Wer den Netflix-Hype «Der Tinder-Schwindler» verpasst hat, der kann sich an kuriosen Begebenheiten auf Online-Dating-Plattformen sattlesen: Schweizer Autorin Iris Kloos sucht nach ihrer Scheidung erneut ihr Glück und verzweifelt an der schrägen Männerwelt, die ihren Chatverlauf füllt. Ein Auszug aus dem Buch «Dating-Queen».

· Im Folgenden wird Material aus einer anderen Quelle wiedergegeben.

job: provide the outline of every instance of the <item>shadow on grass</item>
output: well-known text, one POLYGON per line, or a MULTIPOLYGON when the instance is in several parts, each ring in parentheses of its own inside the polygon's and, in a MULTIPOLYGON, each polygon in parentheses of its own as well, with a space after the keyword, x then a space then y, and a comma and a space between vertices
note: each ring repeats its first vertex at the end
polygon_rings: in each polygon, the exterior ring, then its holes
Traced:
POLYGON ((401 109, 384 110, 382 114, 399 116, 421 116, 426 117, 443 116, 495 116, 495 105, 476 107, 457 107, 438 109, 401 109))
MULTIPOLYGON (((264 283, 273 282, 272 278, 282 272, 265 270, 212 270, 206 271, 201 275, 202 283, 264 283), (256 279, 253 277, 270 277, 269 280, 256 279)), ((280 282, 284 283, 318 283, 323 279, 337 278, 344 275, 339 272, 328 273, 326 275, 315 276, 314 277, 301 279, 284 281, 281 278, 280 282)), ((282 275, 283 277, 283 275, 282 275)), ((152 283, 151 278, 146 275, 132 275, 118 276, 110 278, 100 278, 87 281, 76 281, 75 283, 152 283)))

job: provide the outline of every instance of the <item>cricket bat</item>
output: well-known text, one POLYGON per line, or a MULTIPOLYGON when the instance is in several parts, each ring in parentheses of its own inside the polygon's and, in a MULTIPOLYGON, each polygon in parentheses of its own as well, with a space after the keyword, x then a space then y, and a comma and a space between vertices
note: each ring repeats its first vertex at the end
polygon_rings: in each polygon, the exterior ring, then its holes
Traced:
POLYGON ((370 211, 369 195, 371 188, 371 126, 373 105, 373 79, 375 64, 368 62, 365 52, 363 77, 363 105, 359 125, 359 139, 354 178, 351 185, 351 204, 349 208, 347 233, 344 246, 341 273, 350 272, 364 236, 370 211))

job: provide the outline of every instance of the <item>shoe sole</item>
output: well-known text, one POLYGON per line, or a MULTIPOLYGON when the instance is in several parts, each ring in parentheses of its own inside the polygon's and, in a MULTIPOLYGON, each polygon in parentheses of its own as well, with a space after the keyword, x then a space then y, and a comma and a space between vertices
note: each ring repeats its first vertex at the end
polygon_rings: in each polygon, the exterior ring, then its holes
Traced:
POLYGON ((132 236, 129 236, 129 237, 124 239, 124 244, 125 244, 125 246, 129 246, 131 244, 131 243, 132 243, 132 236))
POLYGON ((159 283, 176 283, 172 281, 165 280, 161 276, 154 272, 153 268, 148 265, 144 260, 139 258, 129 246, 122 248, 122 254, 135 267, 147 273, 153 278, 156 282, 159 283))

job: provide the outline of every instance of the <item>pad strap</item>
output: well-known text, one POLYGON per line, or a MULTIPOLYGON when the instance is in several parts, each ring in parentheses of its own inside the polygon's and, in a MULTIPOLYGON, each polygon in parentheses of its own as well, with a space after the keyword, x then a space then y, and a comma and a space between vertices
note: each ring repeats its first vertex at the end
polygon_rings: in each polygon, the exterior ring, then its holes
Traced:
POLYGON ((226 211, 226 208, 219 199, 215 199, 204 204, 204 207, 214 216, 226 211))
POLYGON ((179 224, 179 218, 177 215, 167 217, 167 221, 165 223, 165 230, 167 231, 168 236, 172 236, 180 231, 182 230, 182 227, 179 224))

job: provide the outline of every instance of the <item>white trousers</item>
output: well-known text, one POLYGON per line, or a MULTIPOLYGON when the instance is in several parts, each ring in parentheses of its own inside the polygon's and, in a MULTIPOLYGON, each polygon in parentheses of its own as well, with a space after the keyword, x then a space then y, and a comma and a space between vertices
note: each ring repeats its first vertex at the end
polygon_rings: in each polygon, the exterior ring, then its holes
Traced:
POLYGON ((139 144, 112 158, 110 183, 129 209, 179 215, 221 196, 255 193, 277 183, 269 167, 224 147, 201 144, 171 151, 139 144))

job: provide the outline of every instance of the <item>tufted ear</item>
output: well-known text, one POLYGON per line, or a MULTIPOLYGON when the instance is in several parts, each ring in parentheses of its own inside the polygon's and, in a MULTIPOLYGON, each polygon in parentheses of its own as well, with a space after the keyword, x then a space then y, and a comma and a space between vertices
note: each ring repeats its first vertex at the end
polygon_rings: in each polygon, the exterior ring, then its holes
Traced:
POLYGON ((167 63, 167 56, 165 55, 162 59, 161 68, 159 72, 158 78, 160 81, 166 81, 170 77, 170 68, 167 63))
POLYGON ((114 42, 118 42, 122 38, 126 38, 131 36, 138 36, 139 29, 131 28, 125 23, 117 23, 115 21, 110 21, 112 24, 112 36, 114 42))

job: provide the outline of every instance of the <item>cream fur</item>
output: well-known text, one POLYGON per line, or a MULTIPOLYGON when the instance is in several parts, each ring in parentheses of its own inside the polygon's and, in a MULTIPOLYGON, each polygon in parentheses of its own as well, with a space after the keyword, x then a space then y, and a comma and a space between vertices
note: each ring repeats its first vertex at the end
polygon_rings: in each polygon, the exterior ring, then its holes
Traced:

Dietmar kommt angefahren. Zuvor habe ich noch gewitzelt, ob er auch so ein «zerstreuter Professor» sei, wie man das der Berufsgruppe der Mathematiker und Physiker zuschreibt. Deshalb vielleicht auch sein Spitzname? Er steigt aus dem Auto, und mich «trifft der Schlag». Er kann sich kaum aus seinem Auto schälen. Als er endlich steht, muss er seine Kleidung zurechtziehen. Die Hose ist so weit runtergerutscht, dass selbst die Hosenträger sie kaum noch halten können. Dieser Mann hat wohl sehr alte Fotos eingestellt, denn vor mir zeigt sich kein 130 Kilo-Mann, sondern eher eine 220-Kilo-Urwucht. Ich habe einen solch dicken Menschen ehrlich noch nie gesehen!

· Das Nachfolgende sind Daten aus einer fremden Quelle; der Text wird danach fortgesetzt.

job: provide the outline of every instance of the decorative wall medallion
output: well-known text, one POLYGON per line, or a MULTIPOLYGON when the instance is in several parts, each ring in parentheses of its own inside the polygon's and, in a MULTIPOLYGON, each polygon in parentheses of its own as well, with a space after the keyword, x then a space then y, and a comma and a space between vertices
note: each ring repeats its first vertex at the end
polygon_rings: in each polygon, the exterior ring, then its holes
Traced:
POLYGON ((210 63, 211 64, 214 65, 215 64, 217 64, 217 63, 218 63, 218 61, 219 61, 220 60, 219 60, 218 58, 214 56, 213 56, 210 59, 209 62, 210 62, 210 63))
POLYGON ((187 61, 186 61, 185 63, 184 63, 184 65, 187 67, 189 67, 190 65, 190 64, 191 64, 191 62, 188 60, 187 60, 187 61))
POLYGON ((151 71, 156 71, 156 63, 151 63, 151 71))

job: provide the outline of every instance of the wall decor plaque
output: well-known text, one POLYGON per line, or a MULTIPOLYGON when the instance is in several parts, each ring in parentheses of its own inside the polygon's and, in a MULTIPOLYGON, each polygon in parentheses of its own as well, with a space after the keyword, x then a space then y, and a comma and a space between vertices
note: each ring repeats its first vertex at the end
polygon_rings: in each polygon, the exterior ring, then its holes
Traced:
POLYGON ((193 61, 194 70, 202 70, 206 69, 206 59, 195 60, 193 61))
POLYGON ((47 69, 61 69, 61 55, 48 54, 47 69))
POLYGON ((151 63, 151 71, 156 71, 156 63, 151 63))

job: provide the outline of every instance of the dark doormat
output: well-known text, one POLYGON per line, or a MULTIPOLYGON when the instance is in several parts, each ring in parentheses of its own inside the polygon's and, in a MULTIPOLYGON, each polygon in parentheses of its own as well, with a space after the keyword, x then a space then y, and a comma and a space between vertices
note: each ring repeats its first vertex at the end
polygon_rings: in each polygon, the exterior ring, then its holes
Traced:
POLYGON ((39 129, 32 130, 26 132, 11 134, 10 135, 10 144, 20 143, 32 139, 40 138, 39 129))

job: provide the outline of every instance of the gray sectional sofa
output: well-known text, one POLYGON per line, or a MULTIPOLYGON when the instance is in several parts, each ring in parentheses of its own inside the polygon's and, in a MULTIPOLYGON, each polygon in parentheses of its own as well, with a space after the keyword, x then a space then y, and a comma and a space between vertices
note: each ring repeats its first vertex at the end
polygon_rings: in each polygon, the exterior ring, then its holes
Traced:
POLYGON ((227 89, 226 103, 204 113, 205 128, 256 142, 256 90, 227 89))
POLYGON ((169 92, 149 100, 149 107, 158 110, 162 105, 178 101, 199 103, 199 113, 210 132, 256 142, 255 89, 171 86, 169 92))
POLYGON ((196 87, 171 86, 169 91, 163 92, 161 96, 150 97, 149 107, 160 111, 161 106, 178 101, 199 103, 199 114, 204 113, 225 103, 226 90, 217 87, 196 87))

Er ruft mir zu, dass er seit einigen Tage das Portemonnaie verlegt habe und nun auch noch das Geld sucht, das er «eben gerade noch da abgelegt hat» … und schon sind auch die Schlüssel unauffindbar, um das Auto zu verschließen.

Ich stehe ein wenig belustigt nebendran. Endlich hat er alles zurechtgerückt, gefunden und verstaut und kommt auf mich zu. Und natürlich ist man ziemlich verschwitzt bei diesem Gewicht, aber als er mich umarmt und sagt, wie sehr er sich freut, ist mir bereits ein wenig schlecht …

Da ich ernsthaft besorgt bin um seine Gesundheit, storniere ich den Plan, mit ihm einen längeren Spaziergang zu machen.

Da sagt er auch schon, dass er höchstens eine halbe Stunde laufen kann. Wir gehen in Richtung Fluss, und bereits nach den ersten wenigen Metern sehe ich Schaum in seinen Mundwinkeln.

Eine gescheiterte Ehe, die Geliebte und ich

Er möchte nach zehn Minuten Laufen bereits in das kleine Restaurant einbiegen, das zu einer Sportanlage gehört. Für mich ist es relativ schwierig, ihm nicht andauernd auf den schäumenden Mund zu schauen, und trotzdem wage ich es nicht, ihn darauf ansprechen. Die einzigen beiden Themen, um die sich jetzt alles dreht, sind Ernährung und seine Arbeit. An und für sich wäre das vielleicht interessant, wenn man von der Materie ein wenig was verstehen würde. Was bei mir überhaupt nicht der Fall ist.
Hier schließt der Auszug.